ALB behind an NLB Gotchas
An application load balancer (ALB) is deployed in Amazon Web Services (AWS) behind a network load balancer (NLB). In turn, behind the ALB are few pods of a kubernetes cluster:
NLB -> ALB -> pods
The reasons for such an architecture are beyond the scope of this post.
Problem statement: after the initial setup things worked as expected. Soon(ish) the NLB started reporting the ALB as not healthy.
Tip: consider the availability zones (AZs).
Details
To understand the reasons for such an unexpected behavior let’s dwell into the details:
- assume NLB and ALB work only with HTTP traffic on port 80;
- there are 3 AZs;
- NLB was configured (by mistake) to reside in AZ1 and AZ2;
- there are 2 pods, one per AZ, randomly distributed between the AZs;
- NLB has the default settings with cross-az balancing disabled. Hence the NLB’s ENI specific to the AZ is connected only to the ENI of the ALB in that AZ.

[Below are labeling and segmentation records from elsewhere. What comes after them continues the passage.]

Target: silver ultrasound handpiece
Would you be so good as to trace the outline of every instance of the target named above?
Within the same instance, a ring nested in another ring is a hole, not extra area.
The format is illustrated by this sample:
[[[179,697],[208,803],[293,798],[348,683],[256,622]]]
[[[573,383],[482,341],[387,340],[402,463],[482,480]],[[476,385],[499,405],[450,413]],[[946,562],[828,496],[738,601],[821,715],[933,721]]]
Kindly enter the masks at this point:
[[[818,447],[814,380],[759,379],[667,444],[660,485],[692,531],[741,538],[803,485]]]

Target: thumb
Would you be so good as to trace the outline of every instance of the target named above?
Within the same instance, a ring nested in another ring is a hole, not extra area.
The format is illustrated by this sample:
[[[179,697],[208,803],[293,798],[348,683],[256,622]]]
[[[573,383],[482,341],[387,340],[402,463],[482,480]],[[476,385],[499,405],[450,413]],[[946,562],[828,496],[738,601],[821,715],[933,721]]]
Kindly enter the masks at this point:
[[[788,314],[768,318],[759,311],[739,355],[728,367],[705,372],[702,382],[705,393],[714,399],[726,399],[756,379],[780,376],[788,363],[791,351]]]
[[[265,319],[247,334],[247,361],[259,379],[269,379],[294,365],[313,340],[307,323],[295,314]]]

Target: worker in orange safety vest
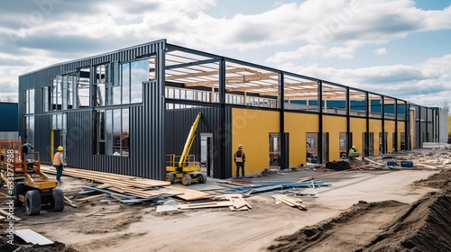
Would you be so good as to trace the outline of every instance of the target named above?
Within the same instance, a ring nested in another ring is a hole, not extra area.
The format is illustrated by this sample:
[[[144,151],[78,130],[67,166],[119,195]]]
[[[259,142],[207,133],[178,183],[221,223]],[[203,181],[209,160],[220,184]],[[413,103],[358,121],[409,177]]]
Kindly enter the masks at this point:
[[[57,148],[57,152],[55,153],[55,156],[53,156],[53,162],[52,165],[57,170],[57,180],[58,182],[61,182],[61,176],[62,176],[62,170],[63,166],[65,166],[67,164],[64,163],[64,154],[62,153],[64,151],[64,148],[62,146],[59,146]]]
[[[244,177],[244,162],[246,161],[246,155],[243,152],[243,145],[238,145],[238,150],[234,155],[234,161],[236,164],[236,177],[240,176],[240,167],[241,174]]]

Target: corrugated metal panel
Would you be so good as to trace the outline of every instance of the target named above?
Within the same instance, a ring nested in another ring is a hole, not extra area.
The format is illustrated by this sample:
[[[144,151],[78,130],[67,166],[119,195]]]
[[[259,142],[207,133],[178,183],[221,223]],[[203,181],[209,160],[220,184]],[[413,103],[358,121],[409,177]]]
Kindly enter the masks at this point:
[[[34,116],[34,150],[39,152],[42,163],[51,162],[51,114]]]
[[[19,104],[0,103],[0,131],[19,131]]]
[[[19,76],[19,94],[23,90],[35,90],[35,148],[41,152],[41,161],[51,160],[51,112],[42,114],[42,87],[50,86],[58,75],[73,72],[81,68],[92,67],[110,61],[129,61],[143,56],[158,53],[160,64],[163,64],[163,50],[166,40],[124,49],[118,51],[51,66]],[[159,67],[162,68],[162,65]],[[161,75],[160,75],[161,76]],[[163,142],[164,97],[161,96],[163,80],[146,85],[142,106],[131,106],[130,139],[132,157],[95,155],[93,153],[92,110],[68,110],[66,156],[69,166],[116,174],[139,176],[153,179],[164,179],[165,159]],[[19,95],[16,105],[17,130],[23,138],[23,97]],[[104,107],[108,109],[108,107]],[[18,114],[18,115],[17,115]],[[56,136],[58,137],[58,136]]]
[[[93,169],[92,111],[69,112],[67,115],[66,160],[69,166]],[[95,166],[99,170],[99,166]]]
[[[143,148],[140,149],[143,160],[139,172],[142,176],[164,180],[166,176],[164,118],[165,103],[158,82],[144,83],[143,112],[142,117]]]

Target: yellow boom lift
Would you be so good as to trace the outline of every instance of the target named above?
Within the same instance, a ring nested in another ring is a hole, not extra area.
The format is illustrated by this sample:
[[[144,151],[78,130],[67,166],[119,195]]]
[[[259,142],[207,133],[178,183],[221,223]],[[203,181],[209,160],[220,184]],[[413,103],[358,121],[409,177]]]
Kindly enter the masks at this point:
[[[200,172],[200,165],[195,161],[195,156],[189,155],[196,138],[196,130],[200,117],[202,117],[202,113],[198,112],[188,135],[181,156],[168,155],[166,181],[173,183],[176,179],[179,179],[184,185],[189,185],[192,182],[202,184],[207,182],[207,174]]]
[[[14,207],[25,205],[27,215],[41,212],[42,205],[49,205],[53,212],[64,209],[64,194],[56,180],[41,172],[39,153],[22,153],[22,143],[0,140],[0,185],[7,184],[14,196]]]

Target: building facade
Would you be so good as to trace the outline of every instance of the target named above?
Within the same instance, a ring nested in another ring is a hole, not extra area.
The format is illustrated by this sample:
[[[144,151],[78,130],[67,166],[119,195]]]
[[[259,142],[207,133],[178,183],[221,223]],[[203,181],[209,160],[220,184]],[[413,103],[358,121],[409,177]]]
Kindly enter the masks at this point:
[[[17,103],[0,102],[0,140],[19,140],[19,109]]]
[[[43,163],[164,179],[202,112],[190,154],[208,176],[246,174],[441,140],[439,109],[167,43],[63,62],[19,76],[19,132]],[[447,131],[447,130],[446,130]]]

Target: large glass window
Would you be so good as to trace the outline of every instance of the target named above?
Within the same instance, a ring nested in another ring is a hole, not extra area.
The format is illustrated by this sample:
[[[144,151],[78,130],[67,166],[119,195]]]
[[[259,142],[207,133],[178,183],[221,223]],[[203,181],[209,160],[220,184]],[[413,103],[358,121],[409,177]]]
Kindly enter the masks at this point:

Right after the installation:
+-----+ +-----+
============| |=========| |============
| | | |
AZ1 | o---->----o o-->--[pod1]
| | | |
============+ +=========+ +============
| | | |
AZ2 | NLB o---->----o ALB o-->--[pod2]
| | | |
============+ +=========+ +============
| | | |
AZ3 | | o o-->--[pod3]
| | | |
============| |=========| |============
+-----+ +-----+
Legend:
o - elastic network interface
= - AZ boundary
So far so good.
After a while:
- pods can come and go as needed in different AZs. Say, there are no more pods in AZ2.
- An AWS ALB optimization process kicks in, removing the ALB’s ENIs which do not have targets in the corresponding AZ, specifically in AZ2.

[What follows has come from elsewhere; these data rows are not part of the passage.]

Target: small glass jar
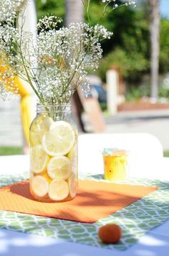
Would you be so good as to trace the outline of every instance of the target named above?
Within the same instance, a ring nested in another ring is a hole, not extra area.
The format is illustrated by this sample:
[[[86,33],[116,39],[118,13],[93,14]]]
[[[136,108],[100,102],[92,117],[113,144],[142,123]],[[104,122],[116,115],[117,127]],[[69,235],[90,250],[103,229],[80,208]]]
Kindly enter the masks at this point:
[[[30,127],[30,191],[35,200],[74,198],[78,183],[77,129],[70,104],[37,104]]]

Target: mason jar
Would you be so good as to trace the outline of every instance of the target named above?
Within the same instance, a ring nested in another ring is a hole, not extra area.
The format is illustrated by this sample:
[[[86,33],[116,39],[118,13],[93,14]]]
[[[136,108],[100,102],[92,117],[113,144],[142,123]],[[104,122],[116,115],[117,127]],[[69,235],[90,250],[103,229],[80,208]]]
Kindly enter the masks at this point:
[[[78,183],[77,129],[70,104],[37,104],[29,136],[30,191],[34,199],[73,199]]]

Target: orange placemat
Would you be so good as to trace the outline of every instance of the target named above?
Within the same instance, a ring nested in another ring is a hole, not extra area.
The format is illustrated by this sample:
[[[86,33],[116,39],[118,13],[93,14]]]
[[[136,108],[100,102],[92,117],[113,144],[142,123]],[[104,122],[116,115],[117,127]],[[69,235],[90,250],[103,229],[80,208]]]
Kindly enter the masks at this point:
[[[0,188],[0,209],[92,223],[157,190],[157,187],[79,180],[77,196],[64,203],[36,201],[27,180]]]

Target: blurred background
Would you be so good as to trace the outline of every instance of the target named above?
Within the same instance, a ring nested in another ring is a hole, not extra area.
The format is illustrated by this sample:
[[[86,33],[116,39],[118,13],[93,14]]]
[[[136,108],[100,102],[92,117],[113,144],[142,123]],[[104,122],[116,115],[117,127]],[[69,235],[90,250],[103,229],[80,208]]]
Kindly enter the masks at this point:
[[[82,124],[79,130],[148,132],[160,140],[168,156],[169,1],[136,2],[136,8],[117,9],[102,21],[113,32],[113,36],[102,43],[100,68],[95,73],[90,72],[91,91],[88,99],[95,100],[96,113],[102,116],[96,122],[102,124],[100,130],[95,129],[95,116],[87,112],[85,106],[88,103],[84,96],[80,98],[82,104],[77,106],[77,109],[80,108]],[[36,0],[34,4],[37,19],[53,14],[63,18],[61,26],[72,22],[87,22],[79,0]],[[102,14],[101,1],[92,0],[91,24],[96,24]],[[11,101],[0,101],[0,155],[21,154],[26,148],[19,101],[19,96]]]

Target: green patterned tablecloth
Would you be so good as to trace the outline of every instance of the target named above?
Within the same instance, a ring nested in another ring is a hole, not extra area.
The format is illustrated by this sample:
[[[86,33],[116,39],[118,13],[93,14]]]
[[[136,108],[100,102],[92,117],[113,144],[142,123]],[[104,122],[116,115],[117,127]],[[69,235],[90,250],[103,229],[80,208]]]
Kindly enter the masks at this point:
[[[27,173],[17,177],[1,175],[0,186],[26,178]],[[85,175],[81,178],[102,180],[100,175]],[[135,178],[130,178],[125,183],[157,186],[159,189],[92,224],[0,211],[0,227],[108,249],[127,249],[148,230],[169,218],[169,183],[163,180]],[[122,237],[118,244],[105,244],[98,238],[97,231],[100,226],[112,222],[121,227]]]

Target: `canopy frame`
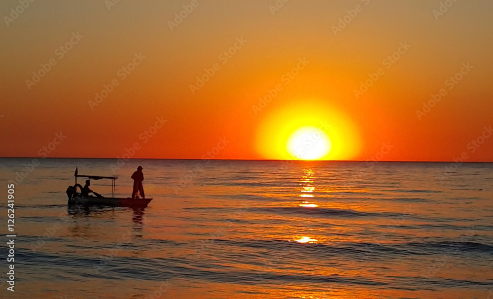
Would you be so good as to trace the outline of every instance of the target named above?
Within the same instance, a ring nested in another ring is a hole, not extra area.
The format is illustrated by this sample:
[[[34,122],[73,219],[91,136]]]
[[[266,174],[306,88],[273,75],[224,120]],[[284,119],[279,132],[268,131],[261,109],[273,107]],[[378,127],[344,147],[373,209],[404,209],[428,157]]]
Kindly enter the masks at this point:
[[[90,180],[102,180],[102,179],[109,179],[111,180],[111,197],[114,198],[115,197],[115,191],[116,190],[116,179],[118,178],[117,176],[100,176],[98,175],[84,175],[82,174],[78,174],[78,169],[77,167],[75,167],[75,172],[73,174],[73,176],[75,177],[75,184],[77,184],[77,178],[78,177],[86,177],[89,178]]]

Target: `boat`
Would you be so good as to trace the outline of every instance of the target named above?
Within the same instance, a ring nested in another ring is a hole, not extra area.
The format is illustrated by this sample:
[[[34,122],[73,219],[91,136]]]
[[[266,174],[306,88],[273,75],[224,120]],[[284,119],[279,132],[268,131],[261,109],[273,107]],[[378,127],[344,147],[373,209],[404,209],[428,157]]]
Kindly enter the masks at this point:
[[[152,199],[134,199],[132,198],[119,198],[115,197],[115,189],[117,176],[100,176],[98,175],[83,175],[78,174],[78,169],[76,167],[74,173],[75,177],[75,184],[69,186],[67,189],[67,195],[69,198],[68,204],[69,206],[101,206],[111,207],[128,207],[132,208],[144,208],[149,204]],[[97,196],[82,195],[82,186],[77,183],[77,178],[84,177],[90,180],[111,180],[111,197],[105,197],[94,193]],[[80,192],[77,192],[77,188]]]

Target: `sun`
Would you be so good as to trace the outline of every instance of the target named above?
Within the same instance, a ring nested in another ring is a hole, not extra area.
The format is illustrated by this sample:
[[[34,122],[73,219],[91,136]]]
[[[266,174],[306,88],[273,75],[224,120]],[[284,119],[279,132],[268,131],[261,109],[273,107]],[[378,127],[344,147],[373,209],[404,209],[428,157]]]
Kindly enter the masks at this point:
[[[272,107],[262,115],[255,144],[260,157],[277,160],[357,159],[361,139],[351,117],[327,100],[297,99],[296,102],[288,101],[276,109]]]
[[[294,159],[316,160],[328,155],[332,149],[332,144],[323,131],[308,126],[293,132],[287,139],[286,147]]]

- From the NLB perspective, the health check for the ALB in AZ2 is now failing.
+-----+ +-----+
============| |=========| |============
| | | |
AZ1 | o---->----o o-->--[pod1]
| | | |
============+ +=========+ +============
| | | |
AZ2 | NLB o---->----o ALB |
| | | |
============+ +=========+ +============
| | | |
AZ3 | | o o-->--[pod3]
| | | |
============| |=========| |============
+-----+ +-----+
Legend:
o - elastic network interface
= - AZ boundary
Lessons Learned
NLB Settings
NLB should be configured:
- to have presence in all the AZs;
- to perform cross-az load balancing.
Optimize the ALB’s Health Check
Consider the ALB target group first. Its health checks are terminated on the pods:
- protocol: HTTP
- port: 80
- path:
/
Now let’s talk about the health check for the target group embedding the ALB. If we just repeat the above health check, these will be terminated on the pods. A better solution would be to have the health checks terminated on the ALB. To accomplish this, add a special rule to the ALB listener:
- path:
/alb-health-check
- return fixed response: 200
#
# respond to the health check from NLB
#
resource "aws_lb_listener_rule" "alb_health_check" {
listener_arn = arn
priority = 555
action {
type = "fixed-response"
fixed_response {
content_type = "text/plain"
message_body = "ok"
status_code = "200"
}
}
condition {
path_pattern {
values = ["/alb-health-check"]
}
}
}
For the target group embedding the ALB, add the above path as a health check:
- protocol: HTTP
- port: 80
- path:
/alb-health-check
resource "aws_lb_target_group" "alb_target_group" {
name = "alb_target_group"
port = 80
protocol = "HTTP"
target_type = "alb"
health_check {
path = "/alb-health-check"
port = 80
protocol = "HTTP"
}
}